I am finding it difficult again to take notes as the script moves so quickly and I lose myself in the story. One thing I do have to note though is how well they have me on the edge of my seat as the housing bubble begins to burst. Even knowing and living it, I am still on the edge of my seat in suspense, which is a feat in movie making in my opinion. There are no surprises in this movie, but I am still invested emotionally in what is happening.

When the movie makes the transition to Vegas and had the Phantom of the Opera opening as the musical accompaniment I was hit with how perfect the two go together. Usually I associate Phantom with New York, Paris and London, but the way that the Phantom character molds and controls every aspect of the opera house from on high does in a way match the views of both Vegas and of the bankers and politicians that made this crisis possible.

This script really is amazing. The celebrity explanations really come at the perfect times to keep everyone in line with what is happening. They realize that the reason this was able to happen in the first place was due to ignorance, so to combat that, here is a face you know and trust to break it all down for you.

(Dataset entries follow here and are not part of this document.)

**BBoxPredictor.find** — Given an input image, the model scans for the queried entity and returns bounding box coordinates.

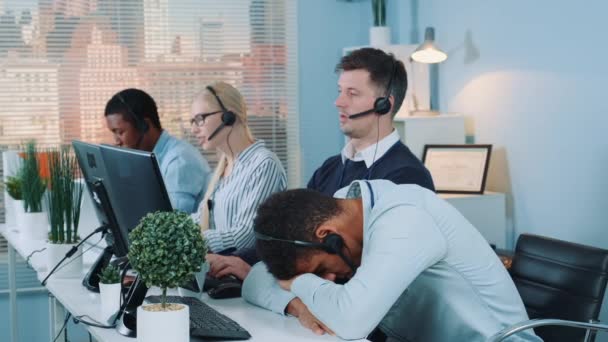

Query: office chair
[490,234,608,342]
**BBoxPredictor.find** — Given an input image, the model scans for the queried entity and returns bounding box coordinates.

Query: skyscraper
[143,0,169,61]
[199,18,223,62]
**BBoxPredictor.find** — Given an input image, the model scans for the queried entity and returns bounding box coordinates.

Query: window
[0,0,299,270]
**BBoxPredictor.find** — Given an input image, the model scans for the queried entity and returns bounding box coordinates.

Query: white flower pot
[46,242,83,278]
[9,199,26,231]
[99,282,122,320]
[21,211,48,240]
[137,303,189,342]
[370,26,391,46]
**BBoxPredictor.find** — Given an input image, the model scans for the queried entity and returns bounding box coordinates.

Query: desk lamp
[410,27,447,116]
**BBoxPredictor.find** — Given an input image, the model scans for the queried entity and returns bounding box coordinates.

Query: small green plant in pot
[46,146,84,244]
[99,264,121,284]
[2,171,25,227]
[20,140,49,240]
[4,174,23,201]
[129,210,206,342]
[45,146,85,277]
[99,264,122,319]
[369,0,390,45]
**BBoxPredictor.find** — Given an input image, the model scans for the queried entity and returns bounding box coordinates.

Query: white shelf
[440,192,508,249]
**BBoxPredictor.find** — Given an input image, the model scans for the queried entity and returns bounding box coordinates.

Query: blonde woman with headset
[191,81,286,279]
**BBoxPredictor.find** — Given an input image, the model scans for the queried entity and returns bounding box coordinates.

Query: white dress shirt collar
[341,129,400,168]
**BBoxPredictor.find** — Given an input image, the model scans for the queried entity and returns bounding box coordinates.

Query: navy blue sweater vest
[307,141,435,196]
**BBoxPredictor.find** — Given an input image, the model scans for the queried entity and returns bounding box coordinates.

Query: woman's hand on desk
[206,254,251,280]
[286,298,334,336]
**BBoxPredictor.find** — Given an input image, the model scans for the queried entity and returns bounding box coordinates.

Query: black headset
[206,85,237,141]
[114,92,148,149]
[115,93,149,134]
[255,231,356,272]
[348,58,399,119]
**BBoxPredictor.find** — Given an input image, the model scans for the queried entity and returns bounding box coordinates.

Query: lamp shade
[411,27,447,64]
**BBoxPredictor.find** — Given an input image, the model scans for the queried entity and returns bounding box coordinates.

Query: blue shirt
[243,180,539,341]
[153,130,210,213]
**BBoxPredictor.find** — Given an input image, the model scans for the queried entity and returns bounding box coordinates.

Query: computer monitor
[73,140,129,257]
[98,144,173,246]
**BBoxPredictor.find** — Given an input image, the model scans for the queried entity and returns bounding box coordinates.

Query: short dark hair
[104,88,162,130]
[254,189,341,280]
[336,47,407,117]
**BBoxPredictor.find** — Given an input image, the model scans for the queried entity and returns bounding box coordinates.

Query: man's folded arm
[242,262,296,314]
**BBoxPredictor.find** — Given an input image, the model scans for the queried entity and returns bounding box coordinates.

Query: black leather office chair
[492,234,608,342]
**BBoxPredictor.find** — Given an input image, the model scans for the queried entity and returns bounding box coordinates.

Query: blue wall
[297,0,372,183]
[402,0,608,336]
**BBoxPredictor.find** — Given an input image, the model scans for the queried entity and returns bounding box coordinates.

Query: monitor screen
[98,144,173,248]
[72,140,129,257]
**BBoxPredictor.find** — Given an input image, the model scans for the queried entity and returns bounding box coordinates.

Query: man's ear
[315,224,339,240]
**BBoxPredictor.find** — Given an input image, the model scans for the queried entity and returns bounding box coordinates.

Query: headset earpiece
[322,234,345,254]
[222,111,236,126]
[139,119,149,133]
[372,58,399,116]
[373,97,391,115]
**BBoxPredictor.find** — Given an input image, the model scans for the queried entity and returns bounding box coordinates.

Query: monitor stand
[82,245,114,292]
[115,275,148,337]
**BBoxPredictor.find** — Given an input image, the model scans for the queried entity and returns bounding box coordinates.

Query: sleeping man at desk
[242,180,542,342]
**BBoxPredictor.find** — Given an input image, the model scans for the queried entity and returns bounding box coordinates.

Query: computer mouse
[207,282,242,299]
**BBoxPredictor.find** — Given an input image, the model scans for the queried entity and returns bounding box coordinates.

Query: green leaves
[99,264,121,284]
[372,0,386,26]
[46,146,84,244]
[21,140,46,213]
[4,175,23,200]
[128,211,207,308]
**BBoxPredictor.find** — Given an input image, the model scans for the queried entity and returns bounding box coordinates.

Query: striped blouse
[203,140,287,253]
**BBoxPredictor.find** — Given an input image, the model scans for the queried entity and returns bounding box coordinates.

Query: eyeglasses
[190,111,222,127]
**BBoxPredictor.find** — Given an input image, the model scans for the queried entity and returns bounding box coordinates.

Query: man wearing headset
[104,88,211,214]
[246,180,540,342]
[207,48,436,281]
[307,47,434,195]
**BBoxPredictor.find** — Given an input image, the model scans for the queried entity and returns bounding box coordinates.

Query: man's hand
[286,298,334,336]
[205,254,251,280]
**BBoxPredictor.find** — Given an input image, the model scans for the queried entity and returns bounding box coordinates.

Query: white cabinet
[441,192,508,249]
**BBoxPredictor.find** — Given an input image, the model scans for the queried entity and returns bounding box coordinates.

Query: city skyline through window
[0,0,298,180]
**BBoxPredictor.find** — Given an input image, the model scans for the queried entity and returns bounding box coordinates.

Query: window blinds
[0,0,300,264]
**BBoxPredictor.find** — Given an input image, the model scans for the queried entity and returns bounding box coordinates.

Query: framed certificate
[422,144,492,194]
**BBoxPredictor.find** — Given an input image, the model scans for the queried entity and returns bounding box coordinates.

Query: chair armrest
[488,318,608,342]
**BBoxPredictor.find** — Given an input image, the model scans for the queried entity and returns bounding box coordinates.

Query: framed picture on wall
[422,144,492,194]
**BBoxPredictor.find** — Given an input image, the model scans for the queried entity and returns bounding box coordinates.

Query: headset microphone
[347,108,376,120]
[207,122,226,141]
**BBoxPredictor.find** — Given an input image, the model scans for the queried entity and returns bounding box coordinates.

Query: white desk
[1,224,368,342]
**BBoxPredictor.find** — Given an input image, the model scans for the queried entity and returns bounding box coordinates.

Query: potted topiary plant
[45,146,85,277]
[128,210,206,342]
[99,264,122,320]
[370,0,390,46]
[20,140,48,240]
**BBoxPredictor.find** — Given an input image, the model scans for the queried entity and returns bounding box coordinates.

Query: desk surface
[1,224,367,342]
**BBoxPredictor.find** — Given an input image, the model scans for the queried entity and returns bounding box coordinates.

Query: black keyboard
[145,295,251,340]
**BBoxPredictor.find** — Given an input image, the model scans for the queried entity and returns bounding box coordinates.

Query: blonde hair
[195,81,254,231]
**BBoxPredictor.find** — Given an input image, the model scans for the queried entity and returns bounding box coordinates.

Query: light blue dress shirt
[153,130,210,214]
[243,180,540,341]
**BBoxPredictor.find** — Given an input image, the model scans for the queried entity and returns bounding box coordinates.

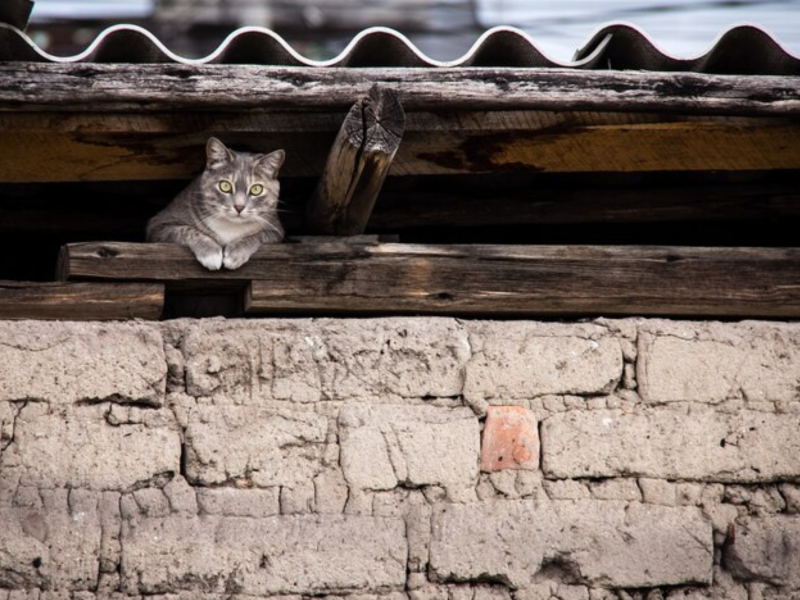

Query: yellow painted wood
[0,111,797,182]
[400,121,800,175]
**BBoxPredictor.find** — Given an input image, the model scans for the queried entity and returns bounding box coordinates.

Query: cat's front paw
[195,246,223,271]
[222,244,255,270]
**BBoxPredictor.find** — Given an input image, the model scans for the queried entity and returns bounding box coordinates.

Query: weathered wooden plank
[0,110,341,181]
[0,110,797,182]
[1,65,799,116]
[401,121,800,175]
[0,281,164,320]
[306,84,405,234]
[58,242,800,318]
[245,245,800,318]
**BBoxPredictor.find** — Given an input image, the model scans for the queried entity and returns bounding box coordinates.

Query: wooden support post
[0,0,33,29]
[0,281,164,320]
[305,84,405,235]
[58,242,800,319]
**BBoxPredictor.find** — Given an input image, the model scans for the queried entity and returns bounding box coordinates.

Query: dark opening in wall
[1,169,798,282]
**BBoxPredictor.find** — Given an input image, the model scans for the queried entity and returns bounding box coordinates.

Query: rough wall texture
[1,317,800,600]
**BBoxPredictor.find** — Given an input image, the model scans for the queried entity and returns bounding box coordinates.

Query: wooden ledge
[59,241,800,318]
[0,280,164,320]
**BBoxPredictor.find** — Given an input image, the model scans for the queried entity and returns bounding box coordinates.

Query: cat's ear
[254,149,286,178]
[206,137,234,170]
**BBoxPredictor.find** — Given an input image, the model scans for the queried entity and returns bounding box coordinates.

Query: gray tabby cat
[146,137,285,270]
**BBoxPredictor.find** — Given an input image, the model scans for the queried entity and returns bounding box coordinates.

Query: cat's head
[197,137,285,225]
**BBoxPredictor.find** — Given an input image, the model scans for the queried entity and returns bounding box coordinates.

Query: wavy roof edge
[1,22,799,74]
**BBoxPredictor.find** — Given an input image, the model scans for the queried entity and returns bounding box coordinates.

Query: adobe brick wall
[1,317,799,599]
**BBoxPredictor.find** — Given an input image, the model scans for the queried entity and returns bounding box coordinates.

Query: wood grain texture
[0,280,164,320]
[1,65,799,115]
[306,84,405,234]
[401,120,800,175]
[57,242,800,318]
[244,245,800,317]
[0,110,797,182]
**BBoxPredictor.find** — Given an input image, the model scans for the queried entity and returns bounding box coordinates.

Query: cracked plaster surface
[2,318,800,599]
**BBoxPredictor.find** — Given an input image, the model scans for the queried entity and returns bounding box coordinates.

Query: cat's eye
[249,184,264,196]
[218,181,233,193]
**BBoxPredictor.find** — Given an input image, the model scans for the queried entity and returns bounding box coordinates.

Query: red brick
[480,406,539,472]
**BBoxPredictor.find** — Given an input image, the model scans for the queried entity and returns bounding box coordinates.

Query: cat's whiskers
[197,212,226,232]
[251,214,283,235]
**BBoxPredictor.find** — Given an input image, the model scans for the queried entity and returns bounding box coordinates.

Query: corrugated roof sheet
[1,22,799,74]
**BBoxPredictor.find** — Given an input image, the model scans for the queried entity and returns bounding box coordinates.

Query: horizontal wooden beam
[0,110,797,182]
[399,120,800,175]
[0,281,164,320]
[58,242,800,318]
[1,65,799,116]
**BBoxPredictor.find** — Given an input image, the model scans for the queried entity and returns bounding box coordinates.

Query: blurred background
[24,0,800,62]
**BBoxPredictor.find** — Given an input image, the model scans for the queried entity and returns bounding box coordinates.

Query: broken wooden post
[305,83,405,235]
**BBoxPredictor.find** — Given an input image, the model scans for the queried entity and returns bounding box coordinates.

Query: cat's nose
[234,205,245,214]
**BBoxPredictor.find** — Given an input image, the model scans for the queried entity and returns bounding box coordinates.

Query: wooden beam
[245,245,800,318]
[400,120,800,175]
[1,65,799,116]
[0,111,340,181]
[0,281,164,320]
[58,242,800,318]
[306,84,405,235]
[0,110,798,182]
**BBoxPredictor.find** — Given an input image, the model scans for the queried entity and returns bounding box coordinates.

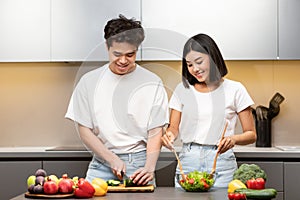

As the movie comes to a close I want to cry. It has been such a true testament of what happened, how it happened, and Steven Carrel as Mark offers my personal view on everything. The disgust about the bailout, the rage at how it could happen in the first place. And now, with a Trump nomination, we see more truth in is words as the blame is being placed on the poor and on the immigrants. This movie may be listed as a comedy, but it does much what I thought it would. I makes us laugh because at this point we have to laugh to not fall into a slump of allowing this to EVER happen again. It is a scary world we live in, sometimes you have to laugh at that darkness to rise above it in even the smallest of ways. I laugh and learn because my two daughters deserve a better a future than what I can give them right now.

I really enjoyed this movie and I look forward to watching it again one day when I have more time to dissect it, but for now I give it 4.4/5 and would definitely recommend.